Watching the Devil Dance
Authored by Will Toffan
I received this book to review not too long ago. I always have an extensive reading list so it takes time to get through everything. This was a lucky break for me. Not only is this a book about true crime, which you all know is right up my alley, but it is also a fairly short book. But don’t let that fool you. While the number of actual pages makes it a quick read, the content makes for an even faster reading experience.
The book is about a man named Mathew Charles Lamb; a spree killer active in Canada in the late 1960s. But in this recounting of those horrific events the author also exposes, clarifies and addresses the weaknesses, pitfalls and shortcomings of the criminal justice system in Canada at the time. It tells of the crimes themselves, the killer including his life leading up to the killings and what happened afterwards.
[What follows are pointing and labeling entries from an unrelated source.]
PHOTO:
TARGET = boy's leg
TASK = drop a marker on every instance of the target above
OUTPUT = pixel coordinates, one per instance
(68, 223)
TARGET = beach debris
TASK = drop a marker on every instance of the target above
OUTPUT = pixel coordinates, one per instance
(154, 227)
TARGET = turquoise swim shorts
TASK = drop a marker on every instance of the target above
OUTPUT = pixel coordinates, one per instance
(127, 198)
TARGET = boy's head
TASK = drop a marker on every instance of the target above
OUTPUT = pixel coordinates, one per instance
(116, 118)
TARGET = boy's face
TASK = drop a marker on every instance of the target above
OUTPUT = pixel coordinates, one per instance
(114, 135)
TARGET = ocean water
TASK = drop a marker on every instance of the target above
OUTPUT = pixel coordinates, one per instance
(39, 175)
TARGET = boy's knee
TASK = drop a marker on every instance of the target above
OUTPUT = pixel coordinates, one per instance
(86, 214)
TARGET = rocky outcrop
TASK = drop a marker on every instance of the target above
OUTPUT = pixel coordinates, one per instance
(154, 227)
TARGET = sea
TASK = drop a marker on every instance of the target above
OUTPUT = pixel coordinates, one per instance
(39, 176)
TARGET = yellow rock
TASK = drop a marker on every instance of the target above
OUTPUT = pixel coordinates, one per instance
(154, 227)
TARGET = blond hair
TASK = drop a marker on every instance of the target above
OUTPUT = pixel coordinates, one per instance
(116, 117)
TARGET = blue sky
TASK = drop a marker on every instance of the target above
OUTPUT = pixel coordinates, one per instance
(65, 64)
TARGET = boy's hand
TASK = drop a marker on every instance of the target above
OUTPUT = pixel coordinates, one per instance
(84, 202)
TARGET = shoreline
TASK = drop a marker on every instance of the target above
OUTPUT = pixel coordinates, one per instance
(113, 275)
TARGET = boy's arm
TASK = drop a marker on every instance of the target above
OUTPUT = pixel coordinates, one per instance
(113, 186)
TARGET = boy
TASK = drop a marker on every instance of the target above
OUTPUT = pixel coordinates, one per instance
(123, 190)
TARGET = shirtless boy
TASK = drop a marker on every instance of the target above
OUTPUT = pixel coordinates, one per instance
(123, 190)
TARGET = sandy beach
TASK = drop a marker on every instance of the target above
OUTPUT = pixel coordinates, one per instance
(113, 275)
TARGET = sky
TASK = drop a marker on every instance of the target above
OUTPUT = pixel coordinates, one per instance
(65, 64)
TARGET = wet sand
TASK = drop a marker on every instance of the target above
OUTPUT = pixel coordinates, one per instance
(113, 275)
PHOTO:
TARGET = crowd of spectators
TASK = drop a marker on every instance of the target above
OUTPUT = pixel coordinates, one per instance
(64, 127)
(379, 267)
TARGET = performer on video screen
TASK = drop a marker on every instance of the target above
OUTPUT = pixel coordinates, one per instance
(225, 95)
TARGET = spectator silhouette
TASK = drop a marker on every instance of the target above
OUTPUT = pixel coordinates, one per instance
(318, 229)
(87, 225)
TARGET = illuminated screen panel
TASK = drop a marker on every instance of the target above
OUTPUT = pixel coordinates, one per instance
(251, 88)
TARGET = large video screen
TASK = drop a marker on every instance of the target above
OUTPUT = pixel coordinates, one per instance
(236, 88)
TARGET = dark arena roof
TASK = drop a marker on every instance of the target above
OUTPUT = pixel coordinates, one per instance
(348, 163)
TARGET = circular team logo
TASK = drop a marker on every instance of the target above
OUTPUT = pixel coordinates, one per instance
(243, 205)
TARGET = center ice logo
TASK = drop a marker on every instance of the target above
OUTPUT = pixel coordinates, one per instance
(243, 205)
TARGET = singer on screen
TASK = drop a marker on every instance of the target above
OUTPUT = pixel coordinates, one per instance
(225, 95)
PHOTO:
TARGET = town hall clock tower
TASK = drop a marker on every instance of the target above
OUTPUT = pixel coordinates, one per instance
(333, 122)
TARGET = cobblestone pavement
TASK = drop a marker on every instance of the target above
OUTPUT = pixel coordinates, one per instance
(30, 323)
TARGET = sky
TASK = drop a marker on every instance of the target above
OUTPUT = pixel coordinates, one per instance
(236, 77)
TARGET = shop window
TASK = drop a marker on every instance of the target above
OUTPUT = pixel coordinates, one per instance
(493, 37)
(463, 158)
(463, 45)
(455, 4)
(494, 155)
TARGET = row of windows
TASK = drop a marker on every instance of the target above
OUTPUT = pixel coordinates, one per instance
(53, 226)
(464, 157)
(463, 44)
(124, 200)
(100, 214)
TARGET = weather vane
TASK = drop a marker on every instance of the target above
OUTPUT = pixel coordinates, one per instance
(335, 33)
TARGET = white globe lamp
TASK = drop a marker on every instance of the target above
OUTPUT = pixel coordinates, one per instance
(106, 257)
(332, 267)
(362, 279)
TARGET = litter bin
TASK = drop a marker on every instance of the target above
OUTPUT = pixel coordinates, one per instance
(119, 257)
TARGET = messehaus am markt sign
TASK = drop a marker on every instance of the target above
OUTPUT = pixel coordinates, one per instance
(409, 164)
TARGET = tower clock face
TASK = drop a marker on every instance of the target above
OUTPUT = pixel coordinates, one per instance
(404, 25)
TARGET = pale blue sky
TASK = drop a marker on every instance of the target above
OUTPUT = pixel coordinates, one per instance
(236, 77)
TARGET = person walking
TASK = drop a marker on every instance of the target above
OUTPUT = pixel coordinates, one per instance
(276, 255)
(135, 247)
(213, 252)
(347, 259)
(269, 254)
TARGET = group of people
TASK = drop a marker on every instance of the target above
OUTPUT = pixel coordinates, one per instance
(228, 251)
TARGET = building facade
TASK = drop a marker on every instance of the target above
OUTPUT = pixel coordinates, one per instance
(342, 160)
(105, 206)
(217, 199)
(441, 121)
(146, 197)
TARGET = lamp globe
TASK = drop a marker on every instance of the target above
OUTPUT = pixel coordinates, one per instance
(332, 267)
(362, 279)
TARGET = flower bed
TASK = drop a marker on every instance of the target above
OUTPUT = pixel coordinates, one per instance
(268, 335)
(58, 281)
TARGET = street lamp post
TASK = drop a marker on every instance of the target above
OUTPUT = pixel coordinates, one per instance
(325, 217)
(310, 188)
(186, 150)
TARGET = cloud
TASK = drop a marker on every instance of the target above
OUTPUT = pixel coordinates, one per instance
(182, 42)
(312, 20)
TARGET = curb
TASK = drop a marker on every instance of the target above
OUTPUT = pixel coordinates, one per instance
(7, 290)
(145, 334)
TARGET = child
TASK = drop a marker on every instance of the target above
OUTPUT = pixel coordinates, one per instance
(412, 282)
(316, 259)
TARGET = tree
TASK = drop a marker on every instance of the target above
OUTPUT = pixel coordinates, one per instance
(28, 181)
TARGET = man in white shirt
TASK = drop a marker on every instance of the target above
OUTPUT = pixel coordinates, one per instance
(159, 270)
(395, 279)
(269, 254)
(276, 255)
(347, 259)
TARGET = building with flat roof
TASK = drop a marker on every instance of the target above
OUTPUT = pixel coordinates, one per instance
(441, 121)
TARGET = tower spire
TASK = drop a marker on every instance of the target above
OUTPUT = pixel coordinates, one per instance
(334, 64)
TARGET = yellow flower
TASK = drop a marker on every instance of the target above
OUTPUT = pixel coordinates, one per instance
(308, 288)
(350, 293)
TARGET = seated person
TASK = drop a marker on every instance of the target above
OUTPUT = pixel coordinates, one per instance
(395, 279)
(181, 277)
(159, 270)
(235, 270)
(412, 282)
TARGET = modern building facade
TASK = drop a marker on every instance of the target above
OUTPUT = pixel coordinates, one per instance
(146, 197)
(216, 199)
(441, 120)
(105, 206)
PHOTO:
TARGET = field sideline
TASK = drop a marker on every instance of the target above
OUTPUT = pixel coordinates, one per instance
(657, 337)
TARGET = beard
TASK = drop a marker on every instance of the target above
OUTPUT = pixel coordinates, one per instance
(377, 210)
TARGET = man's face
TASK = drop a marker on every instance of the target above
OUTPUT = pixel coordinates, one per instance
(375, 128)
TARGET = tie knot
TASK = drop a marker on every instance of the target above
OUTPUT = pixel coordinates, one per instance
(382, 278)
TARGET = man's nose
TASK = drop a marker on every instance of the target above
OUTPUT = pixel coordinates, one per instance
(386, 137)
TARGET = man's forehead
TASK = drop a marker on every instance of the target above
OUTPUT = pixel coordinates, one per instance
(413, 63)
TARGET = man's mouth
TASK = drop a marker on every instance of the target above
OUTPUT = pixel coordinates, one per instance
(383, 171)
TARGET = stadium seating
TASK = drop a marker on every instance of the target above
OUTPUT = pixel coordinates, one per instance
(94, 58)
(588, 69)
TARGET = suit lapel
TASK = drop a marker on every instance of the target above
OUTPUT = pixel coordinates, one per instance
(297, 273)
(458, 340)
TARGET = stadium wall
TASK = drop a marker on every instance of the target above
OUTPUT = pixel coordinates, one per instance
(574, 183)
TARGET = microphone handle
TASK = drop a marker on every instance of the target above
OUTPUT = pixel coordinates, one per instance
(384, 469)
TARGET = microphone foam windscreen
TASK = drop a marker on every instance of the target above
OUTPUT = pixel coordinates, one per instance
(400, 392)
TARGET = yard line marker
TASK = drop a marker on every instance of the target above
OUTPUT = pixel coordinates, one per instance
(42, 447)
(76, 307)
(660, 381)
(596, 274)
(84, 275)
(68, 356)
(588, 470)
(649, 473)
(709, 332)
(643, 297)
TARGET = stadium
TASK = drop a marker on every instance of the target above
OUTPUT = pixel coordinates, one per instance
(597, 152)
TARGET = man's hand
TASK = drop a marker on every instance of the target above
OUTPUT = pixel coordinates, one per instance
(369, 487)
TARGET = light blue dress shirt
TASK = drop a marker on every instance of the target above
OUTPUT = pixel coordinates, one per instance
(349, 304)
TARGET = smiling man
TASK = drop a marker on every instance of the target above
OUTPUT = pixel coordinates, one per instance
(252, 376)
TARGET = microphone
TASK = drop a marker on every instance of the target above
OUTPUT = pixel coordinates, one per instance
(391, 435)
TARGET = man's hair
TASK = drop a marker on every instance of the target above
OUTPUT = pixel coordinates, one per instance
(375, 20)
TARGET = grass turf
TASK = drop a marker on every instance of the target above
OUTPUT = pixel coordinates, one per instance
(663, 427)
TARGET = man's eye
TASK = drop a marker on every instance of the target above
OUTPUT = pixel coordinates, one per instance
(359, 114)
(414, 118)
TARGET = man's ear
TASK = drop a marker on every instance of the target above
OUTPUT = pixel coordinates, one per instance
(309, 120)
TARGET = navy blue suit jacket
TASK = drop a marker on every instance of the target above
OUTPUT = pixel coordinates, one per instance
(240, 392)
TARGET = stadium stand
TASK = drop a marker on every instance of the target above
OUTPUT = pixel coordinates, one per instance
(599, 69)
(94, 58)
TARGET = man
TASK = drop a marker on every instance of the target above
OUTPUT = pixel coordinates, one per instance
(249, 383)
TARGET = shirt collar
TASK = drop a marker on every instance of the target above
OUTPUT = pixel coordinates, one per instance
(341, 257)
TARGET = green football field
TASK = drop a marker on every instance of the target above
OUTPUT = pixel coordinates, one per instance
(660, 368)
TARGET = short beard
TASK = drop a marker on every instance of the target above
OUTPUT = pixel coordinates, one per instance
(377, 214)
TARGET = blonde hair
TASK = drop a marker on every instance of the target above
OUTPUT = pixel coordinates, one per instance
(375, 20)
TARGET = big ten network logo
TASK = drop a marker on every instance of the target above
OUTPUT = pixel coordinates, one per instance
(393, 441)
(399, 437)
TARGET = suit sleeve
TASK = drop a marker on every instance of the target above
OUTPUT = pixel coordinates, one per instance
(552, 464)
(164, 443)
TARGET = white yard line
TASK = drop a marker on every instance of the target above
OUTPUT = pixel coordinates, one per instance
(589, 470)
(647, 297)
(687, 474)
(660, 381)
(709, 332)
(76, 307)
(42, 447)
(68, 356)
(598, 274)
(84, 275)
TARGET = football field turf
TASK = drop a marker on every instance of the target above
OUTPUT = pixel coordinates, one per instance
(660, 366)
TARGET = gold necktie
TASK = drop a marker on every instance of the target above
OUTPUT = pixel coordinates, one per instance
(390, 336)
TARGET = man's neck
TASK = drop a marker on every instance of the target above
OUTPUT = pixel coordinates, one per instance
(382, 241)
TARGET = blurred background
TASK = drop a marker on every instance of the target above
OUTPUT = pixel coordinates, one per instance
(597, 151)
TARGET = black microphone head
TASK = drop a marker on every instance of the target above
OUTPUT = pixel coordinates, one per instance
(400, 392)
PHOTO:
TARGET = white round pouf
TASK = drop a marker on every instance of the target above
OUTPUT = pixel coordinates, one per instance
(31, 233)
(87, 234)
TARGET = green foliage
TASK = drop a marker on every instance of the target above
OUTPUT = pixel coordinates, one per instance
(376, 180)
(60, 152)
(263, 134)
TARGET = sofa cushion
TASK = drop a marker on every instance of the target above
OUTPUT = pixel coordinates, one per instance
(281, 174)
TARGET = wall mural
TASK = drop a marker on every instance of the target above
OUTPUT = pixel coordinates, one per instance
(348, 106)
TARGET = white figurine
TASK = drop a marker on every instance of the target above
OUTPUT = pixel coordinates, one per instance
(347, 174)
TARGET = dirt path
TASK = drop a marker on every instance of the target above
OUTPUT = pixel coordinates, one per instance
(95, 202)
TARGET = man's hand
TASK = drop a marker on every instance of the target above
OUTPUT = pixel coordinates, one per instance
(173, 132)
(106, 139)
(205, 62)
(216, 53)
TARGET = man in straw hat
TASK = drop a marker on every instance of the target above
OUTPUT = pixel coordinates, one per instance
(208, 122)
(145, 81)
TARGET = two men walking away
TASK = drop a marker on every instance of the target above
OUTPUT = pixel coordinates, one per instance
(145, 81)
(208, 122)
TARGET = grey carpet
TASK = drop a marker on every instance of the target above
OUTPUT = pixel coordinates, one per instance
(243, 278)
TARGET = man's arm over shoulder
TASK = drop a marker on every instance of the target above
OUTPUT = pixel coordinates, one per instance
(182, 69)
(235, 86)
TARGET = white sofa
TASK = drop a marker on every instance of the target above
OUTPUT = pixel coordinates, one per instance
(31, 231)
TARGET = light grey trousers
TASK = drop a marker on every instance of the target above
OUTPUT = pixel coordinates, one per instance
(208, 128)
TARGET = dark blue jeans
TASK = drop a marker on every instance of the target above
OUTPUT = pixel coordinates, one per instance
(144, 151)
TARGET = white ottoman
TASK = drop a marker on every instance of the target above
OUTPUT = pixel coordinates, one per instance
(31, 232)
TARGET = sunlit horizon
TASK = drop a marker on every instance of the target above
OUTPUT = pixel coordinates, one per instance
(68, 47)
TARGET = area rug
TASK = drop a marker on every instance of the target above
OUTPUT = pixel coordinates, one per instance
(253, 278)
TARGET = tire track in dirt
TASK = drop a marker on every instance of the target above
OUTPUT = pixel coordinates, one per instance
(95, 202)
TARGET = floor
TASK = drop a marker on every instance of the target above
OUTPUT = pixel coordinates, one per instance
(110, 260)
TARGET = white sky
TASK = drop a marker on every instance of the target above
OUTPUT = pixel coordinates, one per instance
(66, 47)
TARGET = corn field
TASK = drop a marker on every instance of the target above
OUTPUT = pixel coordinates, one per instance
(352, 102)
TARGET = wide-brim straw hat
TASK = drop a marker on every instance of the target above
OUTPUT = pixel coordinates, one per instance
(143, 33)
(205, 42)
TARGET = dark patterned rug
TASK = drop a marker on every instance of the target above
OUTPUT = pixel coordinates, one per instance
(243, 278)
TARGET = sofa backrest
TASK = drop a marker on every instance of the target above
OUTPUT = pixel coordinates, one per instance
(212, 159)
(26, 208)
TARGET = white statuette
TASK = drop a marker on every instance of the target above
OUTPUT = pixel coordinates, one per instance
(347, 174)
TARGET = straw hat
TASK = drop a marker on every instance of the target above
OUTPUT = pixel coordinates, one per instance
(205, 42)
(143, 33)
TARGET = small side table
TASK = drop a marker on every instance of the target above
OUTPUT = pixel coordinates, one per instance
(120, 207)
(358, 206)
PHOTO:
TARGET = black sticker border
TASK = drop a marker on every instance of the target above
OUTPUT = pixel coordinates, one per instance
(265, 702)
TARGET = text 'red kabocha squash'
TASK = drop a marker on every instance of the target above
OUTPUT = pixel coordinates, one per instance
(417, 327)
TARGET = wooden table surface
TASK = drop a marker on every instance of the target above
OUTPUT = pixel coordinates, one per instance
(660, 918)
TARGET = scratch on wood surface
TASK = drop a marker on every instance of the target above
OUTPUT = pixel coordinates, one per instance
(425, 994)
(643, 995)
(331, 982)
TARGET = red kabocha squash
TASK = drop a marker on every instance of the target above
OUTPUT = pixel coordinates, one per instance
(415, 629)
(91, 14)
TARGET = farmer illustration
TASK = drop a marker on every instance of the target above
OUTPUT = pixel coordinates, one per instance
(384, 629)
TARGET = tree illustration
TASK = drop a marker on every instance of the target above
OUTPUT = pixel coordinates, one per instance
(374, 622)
The amount of detail that is in this book is amazing. With very specific interviews of all kinds of people, from witnesses to detectives to friends and family, this author really shines a light on what is certainly a very dark moment in the country’s history. He makes it known in no uncertain terms that there were obvious failures in the treatment and containment of such a violent and callous spree killer. He explains how this murderer caught practically ever break and benefited from every loophole possible making this an excellent example of how many people know when, where and how to work and exploit their justice system and their penal system.
The fact that this killer was able to slip through the cracks of the justice system and then the penal system, ending up in the mental health care penal system, is truly baffling from one aspect. On the other hand, it is easier to understand how this happened as you read this book because Toffan fully explains what the mindset was at the time of these killings. Understandably, at that time the terms spree killer and serial killer hadn’t even been coined yet. People not only weren’t familiar with such offenders; they had a very difficult time wrapping their minds around the idea that someone would do something so vicious and heinous.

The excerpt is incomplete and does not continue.